Last Tuesday I was sitting in an examination room as a new doctor looked at my chart. (Like airline pilots, doctors seem to get younger every day.) When he flipped the pages to read my name again, he stopped, trying to remember something, and then said, “Donald Best… Donald Best. Did you write that column in the Globe and Mail yesterday?”
When I confirmed that I was the author, he called in a nurse, made introductions and the three of us spent the next 15 minutes discussing solitary confinement, my column and how a ‘nice man’ like me came to be housed with some of Canada’s most dangerous prisoners.

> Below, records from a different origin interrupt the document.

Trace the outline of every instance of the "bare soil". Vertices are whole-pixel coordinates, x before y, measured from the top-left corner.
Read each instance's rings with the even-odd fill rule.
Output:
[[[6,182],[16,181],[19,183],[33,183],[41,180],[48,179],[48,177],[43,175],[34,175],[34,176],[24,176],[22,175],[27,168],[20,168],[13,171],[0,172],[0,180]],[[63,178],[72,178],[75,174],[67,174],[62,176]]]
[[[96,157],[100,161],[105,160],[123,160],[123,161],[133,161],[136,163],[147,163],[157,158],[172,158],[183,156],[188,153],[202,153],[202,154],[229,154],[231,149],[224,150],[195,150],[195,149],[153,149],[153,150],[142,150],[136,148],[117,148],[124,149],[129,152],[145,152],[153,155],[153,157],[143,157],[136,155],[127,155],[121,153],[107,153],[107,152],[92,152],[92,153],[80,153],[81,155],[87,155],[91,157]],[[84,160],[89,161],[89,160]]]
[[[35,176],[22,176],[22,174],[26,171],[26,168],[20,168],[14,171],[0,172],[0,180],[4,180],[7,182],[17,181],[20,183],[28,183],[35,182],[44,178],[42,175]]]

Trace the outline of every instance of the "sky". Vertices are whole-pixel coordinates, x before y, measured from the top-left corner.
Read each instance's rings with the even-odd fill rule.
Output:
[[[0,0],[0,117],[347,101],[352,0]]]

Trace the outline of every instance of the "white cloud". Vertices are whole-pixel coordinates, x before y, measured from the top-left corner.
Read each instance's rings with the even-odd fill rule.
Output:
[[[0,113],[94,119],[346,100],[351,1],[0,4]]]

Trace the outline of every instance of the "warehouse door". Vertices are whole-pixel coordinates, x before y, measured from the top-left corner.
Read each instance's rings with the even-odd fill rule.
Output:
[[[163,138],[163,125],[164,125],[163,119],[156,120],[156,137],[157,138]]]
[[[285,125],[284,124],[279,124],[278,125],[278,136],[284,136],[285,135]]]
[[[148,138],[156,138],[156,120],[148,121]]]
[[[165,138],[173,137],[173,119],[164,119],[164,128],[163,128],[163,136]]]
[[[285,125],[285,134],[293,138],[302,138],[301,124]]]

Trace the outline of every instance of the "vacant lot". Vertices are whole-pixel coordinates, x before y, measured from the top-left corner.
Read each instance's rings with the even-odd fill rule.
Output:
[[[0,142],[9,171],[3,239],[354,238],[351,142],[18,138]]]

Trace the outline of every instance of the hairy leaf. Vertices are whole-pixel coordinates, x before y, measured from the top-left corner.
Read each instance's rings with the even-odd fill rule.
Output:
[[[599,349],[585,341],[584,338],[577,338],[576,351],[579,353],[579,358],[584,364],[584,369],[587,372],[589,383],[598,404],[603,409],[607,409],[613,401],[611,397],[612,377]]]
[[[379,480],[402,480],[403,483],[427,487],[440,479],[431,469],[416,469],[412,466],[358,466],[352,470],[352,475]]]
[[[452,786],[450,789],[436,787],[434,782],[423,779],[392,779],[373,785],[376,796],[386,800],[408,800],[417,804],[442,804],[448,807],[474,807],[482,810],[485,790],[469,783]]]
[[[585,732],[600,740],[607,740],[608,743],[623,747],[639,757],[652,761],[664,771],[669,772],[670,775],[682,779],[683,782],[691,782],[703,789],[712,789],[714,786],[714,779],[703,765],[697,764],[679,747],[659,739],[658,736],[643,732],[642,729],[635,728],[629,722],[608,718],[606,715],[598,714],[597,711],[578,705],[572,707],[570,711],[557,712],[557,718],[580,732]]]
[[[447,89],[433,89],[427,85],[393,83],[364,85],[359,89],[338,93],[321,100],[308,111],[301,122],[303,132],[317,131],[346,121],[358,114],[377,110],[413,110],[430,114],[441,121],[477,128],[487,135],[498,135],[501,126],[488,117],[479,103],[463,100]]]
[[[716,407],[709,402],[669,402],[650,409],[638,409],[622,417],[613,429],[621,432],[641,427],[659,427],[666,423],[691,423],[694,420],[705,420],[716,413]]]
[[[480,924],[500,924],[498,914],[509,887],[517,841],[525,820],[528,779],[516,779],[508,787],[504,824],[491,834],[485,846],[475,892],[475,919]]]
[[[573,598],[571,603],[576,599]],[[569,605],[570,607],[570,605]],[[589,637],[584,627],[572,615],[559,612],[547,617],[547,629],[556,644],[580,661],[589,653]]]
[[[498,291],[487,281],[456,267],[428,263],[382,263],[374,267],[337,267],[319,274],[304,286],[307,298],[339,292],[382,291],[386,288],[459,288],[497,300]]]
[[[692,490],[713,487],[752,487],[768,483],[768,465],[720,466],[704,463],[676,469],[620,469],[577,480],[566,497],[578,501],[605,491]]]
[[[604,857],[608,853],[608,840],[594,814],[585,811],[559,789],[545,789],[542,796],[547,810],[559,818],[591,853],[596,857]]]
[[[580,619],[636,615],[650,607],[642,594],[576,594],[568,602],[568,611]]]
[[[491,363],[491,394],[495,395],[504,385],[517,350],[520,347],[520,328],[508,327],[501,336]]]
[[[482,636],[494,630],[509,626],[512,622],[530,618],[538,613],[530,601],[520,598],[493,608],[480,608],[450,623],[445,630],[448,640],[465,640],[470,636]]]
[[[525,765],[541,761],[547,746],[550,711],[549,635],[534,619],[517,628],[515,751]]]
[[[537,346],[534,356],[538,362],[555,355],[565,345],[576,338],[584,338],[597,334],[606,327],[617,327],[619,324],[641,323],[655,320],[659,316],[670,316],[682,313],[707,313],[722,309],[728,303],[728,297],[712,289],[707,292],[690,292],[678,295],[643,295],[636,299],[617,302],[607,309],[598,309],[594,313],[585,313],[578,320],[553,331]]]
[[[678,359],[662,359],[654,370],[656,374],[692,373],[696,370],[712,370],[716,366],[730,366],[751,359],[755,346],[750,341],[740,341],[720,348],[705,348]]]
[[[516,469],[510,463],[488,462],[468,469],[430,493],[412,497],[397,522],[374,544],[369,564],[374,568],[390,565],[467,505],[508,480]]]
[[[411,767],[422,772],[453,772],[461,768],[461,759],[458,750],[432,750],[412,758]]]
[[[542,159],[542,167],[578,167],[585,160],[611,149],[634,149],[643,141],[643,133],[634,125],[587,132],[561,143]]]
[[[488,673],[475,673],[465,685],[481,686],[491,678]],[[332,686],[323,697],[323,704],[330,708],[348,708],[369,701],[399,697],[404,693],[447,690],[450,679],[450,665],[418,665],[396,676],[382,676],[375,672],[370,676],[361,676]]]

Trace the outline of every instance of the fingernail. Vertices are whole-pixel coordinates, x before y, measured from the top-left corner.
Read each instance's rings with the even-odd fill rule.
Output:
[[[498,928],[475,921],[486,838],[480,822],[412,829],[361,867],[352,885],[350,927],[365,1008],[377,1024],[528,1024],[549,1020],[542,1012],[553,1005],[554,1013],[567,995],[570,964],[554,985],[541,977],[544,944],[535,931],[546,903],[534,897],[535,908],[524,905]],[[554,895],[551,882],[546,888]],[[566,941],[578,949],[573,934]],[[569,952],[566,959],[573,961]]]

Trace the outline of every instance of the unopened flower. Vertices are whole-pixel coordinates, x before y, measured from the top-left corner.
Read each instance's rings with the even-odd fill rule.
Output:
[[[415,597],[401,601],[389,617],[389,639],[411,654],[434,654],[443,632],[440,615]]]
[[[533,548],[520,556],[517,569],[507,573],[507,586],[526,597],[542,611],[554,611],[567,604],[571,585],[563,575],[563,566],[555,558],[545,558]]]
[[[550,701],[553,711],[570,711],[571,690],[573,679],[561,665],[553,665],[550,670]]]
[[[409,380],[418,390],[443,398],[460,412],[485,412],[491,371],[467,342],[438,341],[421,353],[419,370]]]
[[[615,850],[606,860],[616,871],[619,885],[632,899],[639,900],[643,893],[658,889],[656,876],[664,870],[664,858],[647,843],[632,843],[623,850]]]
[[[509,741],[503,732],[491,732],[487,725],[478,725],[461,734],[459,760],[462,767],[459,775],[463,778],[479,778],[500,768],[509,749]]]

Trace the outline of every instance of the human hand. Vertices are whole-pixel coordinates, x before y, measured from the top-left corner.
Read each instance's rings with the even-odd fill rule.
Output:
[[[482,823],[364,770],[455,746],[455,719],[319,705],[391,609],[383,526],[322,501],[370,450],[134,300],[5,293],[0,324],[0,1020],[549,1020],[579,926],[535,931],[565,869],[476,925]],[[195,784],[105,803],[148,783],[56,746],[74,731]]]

It is apparent that my Globe and Mail article ‘Solitary confinement is pure torture. I know, I was there“ touched many of my fellow Canadians who were unware of the horrors of solitary confinement in our prisons.
Prior to my own incarceration for 63 days, I too hadn’t thought much about solitary confinement, and when I did I had no idea about the reality – this despite three decades of service in public and private law enforcement.
But my article resonated with ordinary people, for which I am grateful – because solitary confinement is torture, nothing less. It is not what my Canada is about – or should be about.
In the last week, I received over one hundred emails and other messages of encouragement from all across Canada. My website saw an increase of several thousand additional visitors, and many journalists opened communication with me. I made guest appearances on two ‘talk-radio’ shows in Ottawa and Montreal. Several lawyers contacted me to inquire whether I would provide testimony to assist their clients who are incarcerated in solitary confinement.
(Sure I’ll testify to the truth about what I saw and experienced in solitary confinement. The truth does not have an agenda – it is just the truth.)
The catalyst for all this is, of course, Adam Capay, an indigenous 24-year-old man horrifically kept in solitary confinement for almost five years. His story splashed across the news media for a few days, but has disappeared now that Ontario Premier Kathleen Wynne made some promises and moved Capay to a cell with a television.
Such is the fleeting attention of the public as new stories come and go.
17 Years in Solitary Confinement
Yet, as bad as Adam Capay’s case is – somewhere in Canada, if he is still alive, there is a prisoner who has spent over 17 years in ‘administrative segregation’.
This is not the Canada that I believe in. WE, you and I, need to make some changes happen.